Pirate Bay Is Infringing Copyright, European Court of Justice Rules (theguardian.com)
The European court of justice (ECJ) has ruled that BitTorrent site The Pirate Bay is directly infringing copyright, in a move that could lead to ISPs and governments blocking access to other torrent sites across Europe. From a report: The ruling comes after a seven-year legal battle, which has seen the site, founded in Sweden in 2003, blocked and seized, its offices raided, and its three founders fined and jailed. At the heart of the case is the Pirate Bay's argument that, unlike the previous generation piracy sites like Napster, it doesn't host infringing files, nor link to them. Instead, it hosts "trackers," files which tell users of individual BitTorrent apps which other BitTorrent users to link to in order to download large files -- in the Pirate Bay's case, usually, but not exclusively, copyrighted material.
the ECJ [argued] that the Pirate Bay goes further than a protected site should, by offering not just a search feature, but also categorising files, deleting faulty trackers, and filtering out some types of content. That means, in the court’s eyes: “The operators of the platform play an essential role in making those works available.”
I still think the primary mistake was naming themselves "The Pirate Bay." They should have followed the practice that politicians use in naming bills.
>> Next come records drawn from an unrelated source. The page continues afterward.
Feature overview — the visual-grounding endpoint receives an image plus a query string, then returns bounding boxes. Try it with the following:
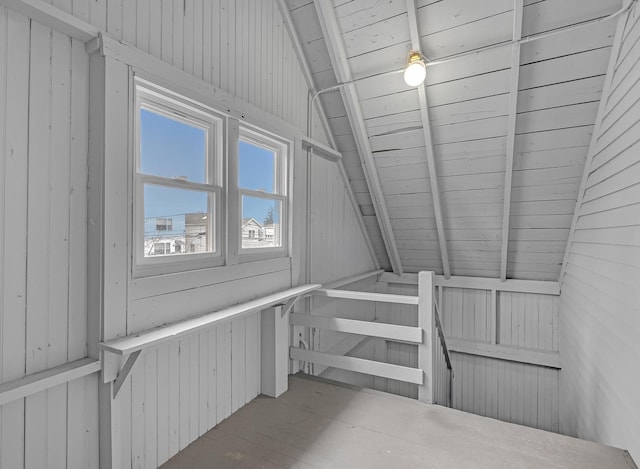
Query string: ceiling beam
[276,0,380,269]
[500,0,523,282]
[558,5,633,290]
[313,0,403,274]
[407,0,451,278]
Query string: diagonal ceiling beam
[407,0,451,278]
[500,0,523,282]
[276,0,380,269]
[313,0,403,274]
[558,1,634,290]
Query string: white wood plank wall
[118,312,261,468]
[375,283,559,431]
[0,8,98,469]
[0,0,374,469]
[44,0,310,130]
[309,156,376,289]
[560,6,640,462]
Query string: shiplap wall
[0,0,380,469]
[560,7,640,462]
[376,284,559,431]
[442,288,559,431]
[309,156,375,283]
[0,7,98,469]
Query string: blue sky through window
[140,108,279,224]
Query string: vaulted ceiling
[280,0,623,280]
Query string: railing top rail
[98,284,321,355]
[311,288,418,305]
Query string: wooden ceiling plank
[314,0,403,274]
[500,0,523,282]
[407,0,451,278]
[277,0,380,269]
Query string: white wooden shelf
[98,284,321,399]
[313,288,418,305]
[99,284,321,355]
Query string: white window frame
[133,77,226,276]
[235,123,291,262]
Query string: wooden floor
[162,376,635,469]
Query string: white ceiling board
[511,215,572,229]
[436,137,508,160]
[522,0,622,37]
[336,134,358,151]
[328,116,352,136]
[355,71,415,102]
[336,0,407,33]
[446,187,503,207]
[385,191,430,207]
[511,197,576,215]
[381,179,438,195]
[433,116,507,145]
[519,47,611,90]
[287,0,313,11]
[378,162,429,181]
[447,229,500,241]
[369,128,424,152]
[364,109,426,136]
[418,0,513,35]
[373,147,427,170]
[289,2,323,43]
[429,93,509,126]
[296,36,332,73]
[398,239,448,250]
[513,166,582,187]
[518,75,604,113]
[439,172,504,192]
[516,126,592,153]
[425,47,511,86]
[343,13,409,58]
[520,21,616,65]
[389,205,435,219]
[438,153,505,176]
[509,228,569,243]
[427,70,510,106]
[361,88,420,120]
[516,101,599,134]
[513,146,588,170]
[318,91,347,119]
[446,203,502,220]
[420,11,513,60]
[349,41,411,80]
[311,69,338,90]
[511,180,580,202]
[394,228,438,242]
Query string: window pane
[144,184,213,257]
[140,108,207,183]
[238,140,276,194]
[242,195,282,249]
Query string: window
[238,129,287,252]
[156,218,173,231]
[133,76,289,277]
[135,82,223,265]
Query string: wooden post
[260,306,289,397]
[418,272,435,404]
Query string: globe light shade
[404,51,427,86]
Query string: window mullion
[226,118,242,265]
[138,173,218,192]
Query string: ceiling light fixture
[404,50,427,86]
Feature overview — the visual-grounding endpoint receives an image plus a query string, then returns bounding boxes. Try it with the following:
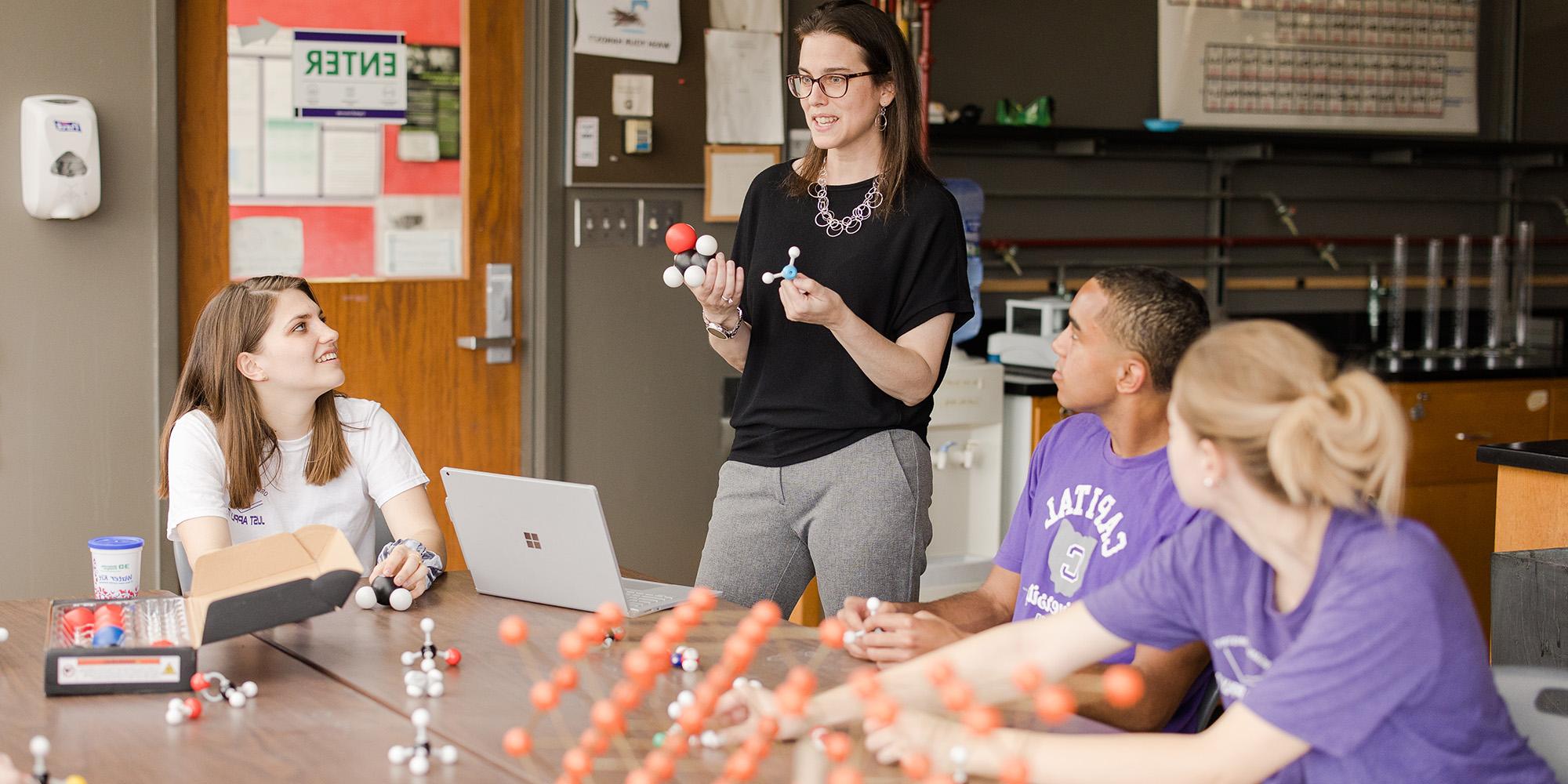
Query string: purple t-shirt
[993,414,1209,732]
[1085,510,1555,784]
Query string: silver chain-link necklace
[806,166,881,237]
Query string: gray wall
[0,0,177,599]
[552,0,1568,590]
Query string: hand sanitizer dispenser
[22,96,102,220]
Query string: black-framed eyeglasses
[784,71,881,97]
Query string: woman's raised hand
[690,252,746,326]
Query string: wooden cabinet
[1389,379,1549,629]
[1548,378,1568,441]
[1029,395,1062,448]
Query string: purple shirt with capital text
[1085,510,1555,784]
[993,414,1209,732]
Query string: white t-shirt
[168,398,430,569]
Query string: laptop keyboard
[624,586,670,612]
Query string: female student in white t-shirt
[158,276,447,599]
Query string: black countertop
[1004,351,1568,397]
[1345,351,1568,383]
[1475,441,1568,474]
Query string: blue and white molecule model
[762,245,800,284]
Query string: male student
[839,267,1210,732]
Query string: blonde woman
[158,276,447,599]
[724,321,1555,784]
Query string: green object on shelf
[996,96,1057,129]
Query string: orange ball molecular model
[497,586,1145,784]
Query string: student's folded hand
[837,596,903,660]
[856,604,967,666]
[866,709,972,768]
[715,679,806,746]
[375,544,430,599]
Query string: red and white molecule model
[387,709,458,776]
[670,644,701,673]
[403,618,463,674]
[192,673,257,709]
[665,223,718,289]
[403,670,447,696]
[27,735,88,784]
[163,696,201,726]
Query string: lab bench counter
[1475,439,1568,552]
[1475,439,1568,474]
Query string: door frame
[522,0,572,480]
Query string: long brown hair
[158,274,350,508]
[1171,318,1410,519]
[784,0,936,220]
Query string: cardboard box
[44,525,364,695]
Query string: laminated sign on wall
[572,0,681,63]
[293,30,408,122]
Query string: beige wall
[0,0,177,599]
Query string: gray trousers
[696,430,931,616]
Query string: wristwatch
[702,307,746,340]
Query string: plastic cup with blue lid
[88,536,146,599]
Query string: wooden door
[177,0,528,569]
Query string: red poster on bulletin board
[229,0,464,279]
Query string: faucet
[1264,191,1339,273]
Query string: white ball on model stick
[685,263,707,289]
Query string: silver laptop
[441,469,691,618]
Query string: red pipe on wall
[980,235,1568,251]
[917,0,936,155]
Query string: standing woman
[158,274,447,599]
[721,320,1562,784]
[691,0,972,615]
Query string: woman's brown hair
[158,274,350,508]
[784,0,936,220]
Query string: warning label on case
[55,655,180,685]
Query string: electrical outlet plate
[641,199,681,248]
[572,199,638,248]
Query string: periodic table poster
[1154,0,1479,133]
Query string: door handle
[458,336,511,351]
[458,263,511,365]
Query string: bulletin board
[227,0,467,281]
[566,0,715,187]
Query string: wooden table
[259,572,861,782]
[0,572,1109,784]
[0,599,513,784]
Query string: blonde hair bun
[1171,318,1410,516]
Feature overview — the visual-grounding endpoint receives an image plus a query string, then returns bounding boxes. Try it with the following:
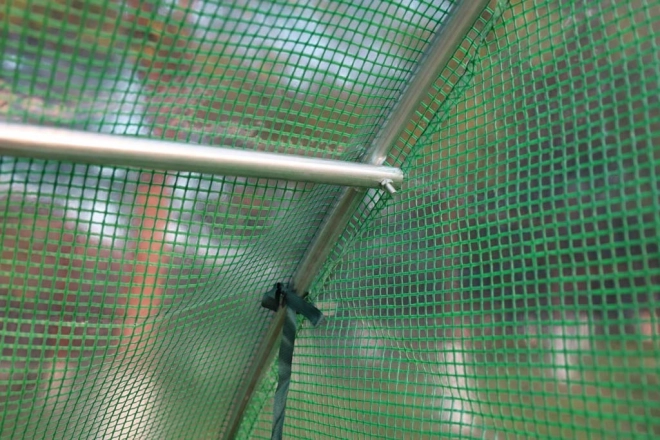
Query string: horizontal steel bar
[225,0,489,439]
[0,123,403,188]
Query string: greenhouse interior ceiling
[0,0,660,440]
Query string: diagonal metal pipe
[225,0,490,439]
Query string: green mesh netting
[242,0,660,439]
[0,0,660,439]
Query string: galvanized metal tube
[0,123,403,188]
[225,0,490,439]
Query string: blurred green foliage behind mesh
[0,0,660,439]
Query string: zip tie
[261,283,324,440]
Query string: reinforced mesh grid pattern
[0,0,660,439]
[0,0,452,438]
[243,0,660,439]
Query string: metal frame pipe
[225,0,490,439]
[0,123,403,188]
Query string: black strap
[261,283,323,440]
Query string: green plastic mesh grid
[242,1,660,439]
[0,0,660,439]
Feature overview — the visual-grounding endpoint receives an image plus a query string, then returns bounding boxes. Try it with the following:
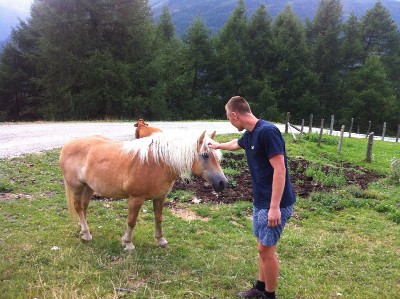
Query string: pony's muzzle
[211,176,228,192]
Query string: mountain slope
[149,0,400,34]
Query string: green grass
[0,134,400,299]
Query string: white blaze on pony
[60,132,227,250]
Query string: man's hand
[208,140,219,149]
[268,207,281,227]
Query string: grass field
[0,135,400,299]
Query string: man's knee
[258,242,276,259]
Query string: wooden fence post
[299,118,304,139]
[318,118,324,146]
[338,125,344,155]
[285,112,290,134]
[365,121,371,138]
[349,118,354,138]
[366,132,374,163]
[382,122,386,141]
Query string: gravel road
[0,121,262,158]
[0,121,395,158]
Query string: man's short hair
[225,96,251,114]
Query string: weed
[305,164,346,188]
[390,157,400,183]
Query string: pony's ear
[210,131,217,139]
[198,131,206,145]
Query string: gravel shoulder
[0,121,250,158]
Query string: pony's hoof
[80,232,93,241]
[124,243,135,251]
[158,238,168,248]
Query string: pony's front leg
[74,185,93,241]
[153,198,168,247]
[122,198,144,250]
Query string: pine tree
[308,0,342,116]
[272,6,318,119]
[214,0,250,110]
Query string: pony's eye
[201,153,209,159]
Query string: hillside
[149,0,400,34]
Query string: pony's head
[192,131,228,192]
[122,131,228,192]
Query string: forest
[0,0,400,133]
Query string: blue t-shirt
[238,119,296,209]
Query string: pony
[135,118,162,139]
[59,131,228,250]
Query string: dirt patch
[173,153,383,203]
[170,205,210,221]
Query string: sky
[0,0,33,15]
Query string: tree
[361,1,400,130]
[157,6,175,41]
[341,13,363,74]
[344,54,398,134]
[214,0,250,112]
[271,6,318,119]
[0,21,40,120]
[183,17,215,118]
[308,0,342,118]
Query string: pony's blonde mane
[122,133,222,177]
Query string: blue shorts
[253,205,293,246]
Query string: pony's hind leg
[153,198,168,247]
[75,185,94,241]
[65,182,93,241]
[122,197,144,250]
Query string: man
[209,96,296,299]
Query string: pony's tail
[64,179,78,219]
Call it the "Noble Defenders of Copyright Bay" or something.
"First they came for the slanderers and i said nothing."
Ridiculous reasoning. Cavemen painted on the walls without having a DMCA in place, copyright protection, or a mega-corporation offering them exclusive perpetual distribution rights contracts.
Culture will happen regardless of whatever nonsense motivations you put behind it. An artist doesn't stop being an artist because people that weren't going to buy the art anyway, in fact, don't buy their art.
Slashdot still doesnâ(TM)t support Unicode after it was added to the HTML standard in 1997.
Where is the TOR equivalent of these sites? Surely that's where this game of whack-a-mole is headed - the lawless dark web.
Total amount of illegal content hosted by TPB: 0 bytes.
How is it clear? None of the files they hosted were copyrighted AFAIK?
In essence, the question is whether someone standing on the sidewalk saying "Get your illegal drugs over there ----> (points to someone in the alley with the actual drugs)" is guilty of any crime. Some will argue no, some will argue yes, but the ECJ has decided the answer is yes.
I still think the primary mistake was naming themselves "The Pirate Bay." They should have followed the practice that politicians use in naming bills. Call it the "Noble Defenders of Copyright Bay" or something.
Patriot Bay?
Sounds good. Sounds legit. Evil lurks. Similar to other "Patriot" themed things.